Now where did I put it?
Finding where I, or someone else, put something is part of being human. This is especially so when configuring and troubleshooting routers - configuration files are rarely short, and there's always more than one of them, subtly related to each other.
Here's some tips to help if you're working with Routlets - in increasing order of usefulness.
No surprise here. If you open a router configuration in Routlets, you can press Ctrl+F to search the configuration file. You can do the same through the Junos CLI ( show | match ), though the editor shows the match in the context of the rest of the configuration file.
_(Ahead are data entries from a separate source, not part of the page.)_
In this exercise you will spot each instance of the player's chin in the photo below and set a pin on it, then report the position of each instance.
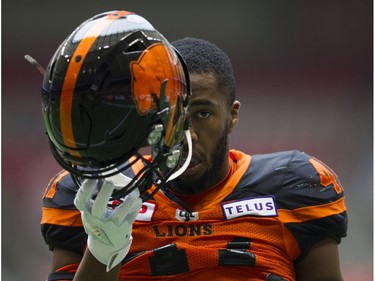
(193, 170)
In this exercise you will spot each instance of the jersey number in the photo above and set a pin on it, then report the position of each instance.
(327, 176)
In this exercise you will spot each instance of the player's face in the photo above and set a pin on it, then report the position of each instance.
(211, 123)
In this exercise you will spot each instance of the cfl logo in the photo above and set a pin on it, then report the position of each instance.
(186, 216)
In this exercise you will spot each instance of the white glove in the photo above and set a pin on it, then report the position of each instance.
(108, 228)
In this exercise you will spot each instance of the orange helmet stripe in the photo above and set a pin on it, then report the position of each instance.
(72, 76)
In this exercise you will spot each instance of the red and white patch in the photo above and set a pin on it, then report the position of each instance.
(147, 212)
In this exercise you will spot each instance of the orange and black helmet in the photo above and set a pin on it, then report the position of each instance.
(113, 86)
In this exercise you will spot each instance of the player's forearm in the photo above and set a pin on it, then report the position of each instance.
(90, 269)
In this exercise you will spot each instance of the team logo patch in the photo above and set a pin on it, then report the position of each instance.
(186, 216)
(147, 212)
(257, 206)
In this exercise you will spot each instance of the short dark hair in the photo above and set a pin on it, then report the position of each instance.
(202, 56)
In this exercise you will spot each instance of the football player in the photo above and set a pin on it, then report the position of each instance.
(192, 208)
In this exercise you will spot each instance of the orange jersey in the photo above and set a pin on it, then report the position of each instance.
(264, 219)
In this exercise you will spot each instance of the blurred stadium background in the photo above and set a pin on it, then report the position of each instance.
(304, 75)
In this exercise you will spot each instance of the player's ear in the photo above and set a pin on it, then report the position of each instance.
(234, 115)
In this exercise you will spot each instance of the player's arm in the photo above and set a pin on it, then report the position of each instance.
(321, 263)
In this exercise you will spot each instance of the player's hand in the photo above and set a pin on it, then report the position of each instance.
(108, 228)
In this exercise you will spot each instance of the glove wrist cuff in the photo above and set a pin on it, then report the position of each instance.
(111, 259)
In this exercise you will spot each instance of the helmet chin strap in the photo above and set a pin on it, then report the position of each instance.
(188, 158)
(120, 180)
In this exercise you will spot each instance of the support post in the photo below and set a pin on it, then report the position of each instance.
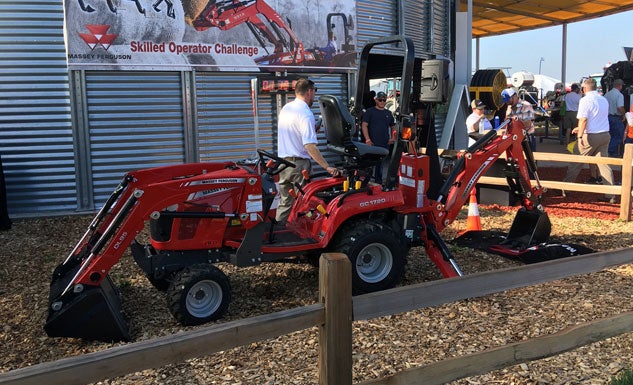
(335, 335)
(627, 176)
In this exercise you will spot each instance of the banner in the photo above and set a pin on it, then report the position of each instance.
(229, 35)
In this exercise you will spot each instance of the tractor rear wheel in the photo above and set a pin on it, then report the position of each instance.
(199, 294)
(377, 253)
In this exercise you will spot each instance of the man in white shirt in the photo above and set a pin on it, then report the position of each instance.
(521, 110)
(477, 121)
(592, 133)
(616, 117)
(297, 143)
(572, 98)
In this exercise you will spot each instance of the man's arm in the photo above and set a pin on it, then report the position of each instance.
(580, 130)
(314, 152)
(365, 128)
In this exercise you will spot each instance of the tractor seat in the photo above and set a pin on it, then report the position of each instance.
(339, 130)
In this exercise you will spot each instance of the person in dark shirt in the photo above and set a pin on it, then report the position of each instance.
(377, 124)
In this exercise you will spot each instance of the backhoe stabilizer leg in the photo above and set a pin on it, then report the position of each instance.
(438, 252)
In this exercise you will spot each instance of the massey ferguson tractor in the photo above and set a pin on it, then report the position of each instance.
(202, 214)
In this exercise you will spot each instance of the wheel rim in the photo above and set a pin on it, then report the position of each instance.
(374, 262)
(204, 298)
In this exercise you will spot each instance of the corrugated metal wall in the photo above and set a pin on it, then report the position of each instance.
(226, 127)
(66, 142)
(135, 120)
(375, 19)
(36, 138)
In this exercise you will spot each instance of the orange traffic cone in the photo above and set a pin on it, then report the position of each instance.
(473, 223)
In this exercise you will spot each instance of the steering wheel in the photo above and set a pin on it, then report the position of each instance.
(265, 154)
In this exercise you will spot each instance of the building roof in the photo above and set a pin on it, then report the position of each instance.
(497, 17)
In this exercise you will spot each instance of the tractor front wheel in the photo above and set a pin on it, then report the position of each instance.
(377, 253)
(199, 294)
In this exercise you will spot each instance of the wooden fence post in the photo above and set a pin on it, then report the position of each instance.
(627, 175)
(335, 335)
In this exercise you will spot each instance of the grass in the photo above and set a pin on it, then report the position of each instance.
(624, 378)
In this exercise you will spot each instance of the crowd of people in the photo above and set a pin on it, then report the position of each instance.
(597, 122)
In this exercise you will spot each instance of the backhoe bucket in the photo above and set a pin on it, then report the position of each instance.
(529, 228)
(93, 314)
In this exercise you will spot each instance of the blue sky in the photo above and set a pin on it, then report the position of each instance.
(590, 45)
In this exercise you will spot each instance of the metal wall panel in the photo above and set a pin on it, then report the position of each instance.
(135, 120)
(417, 25)
(375, 19)
(226, 125)
(428, 23)
(36, 139)
(441, 22)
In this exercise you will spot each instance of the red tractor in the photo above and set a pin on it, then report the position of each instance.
(204, 213)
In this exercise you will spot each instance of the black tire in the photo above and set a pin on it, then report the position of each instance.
(377, 253)
(199, 294)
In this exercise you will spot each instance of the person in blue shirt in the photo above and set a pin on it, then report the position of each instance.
(377, 125)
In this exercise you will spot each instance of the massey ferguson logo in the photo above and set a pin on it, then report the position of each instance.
(98, 36)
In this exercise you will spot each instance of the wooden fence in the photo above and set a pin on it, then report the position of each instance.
(334, 316)
(624, 190)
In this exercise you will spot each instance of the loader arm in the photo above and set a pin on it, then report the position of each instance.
(228, 14)
(81, 282)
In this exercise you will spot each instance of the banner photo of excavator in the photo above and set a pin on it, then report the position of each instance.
(210, 35)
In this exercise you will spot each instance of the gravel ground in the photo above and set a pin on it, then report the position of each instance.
(382, 346)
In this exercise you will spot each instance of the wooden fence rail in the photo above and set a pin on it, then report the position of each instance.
(333, 315)
(624, 190)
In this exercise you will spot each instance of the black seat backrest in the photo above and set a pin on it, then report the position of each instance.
(338, 121)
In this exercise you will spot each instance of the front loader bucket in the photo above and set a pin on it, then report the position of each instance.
(93, 314)
(529, 228)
Junos configuration files are very neatly structured by section, and every section has a unique edit path, e.g. you'll see [edit interfaces ge-0/0/0 unit 0] in the CLI. If you're a true CLI junky, you may have tried typing "cd" instead of "edit" to change levels?
Similarly Routlets can hop around a configuration file by edit path - press Ctrl+G. At each level in the edit path the next level sections are shown (like pressing ? on the CLI), but there are a couple more tricks to know.
Wildcards - to save stepping through all the levels, start the edit path with the asterisk '*' symbol. This will cut to a match at any level in the configuration file. This is usually quicker than using Ctrl+F to find a match, as all the matches are listed to be reviewed at a glance.
CapsForHyphen - is a way to separate matching sections. For example, a common 'collision' in a Junos edit path is between the top-level sections "routing-options" and "routing-instances" - normally with the CLI it is necessary to type the matching letters before the auto complete can work. An upper case letter can be used in Routlets to cut through. Just type "rO" to match ahead to the "o" of "options", after the hyphen '-' symbol.
For when you don't know which router to look on (e.g. where was the IP address configured) try Ctrl+H to search. This is a free text search and works from an index - there's no need to connect to any router. All the normal search engine rules apply too - e.g. search for one or more words near each other, combine searches with 'and' and 'or', or "quote a phrase" for an exact search.
It seems like a small thing, but if a word is selected anywhere in Routlets when a search is started, the search defaults to that word. This can come in very handy when troubleshooting. For example to hunt down the source of a route in the output from a show route command, select that IP address and press Ctrl+H. This will quickly get you to the router concerned.
These features make it easy to find your way around a set of routers. Of course they are there on the menus and toolbars in Routlets, but you may find you can remember the keystokes now.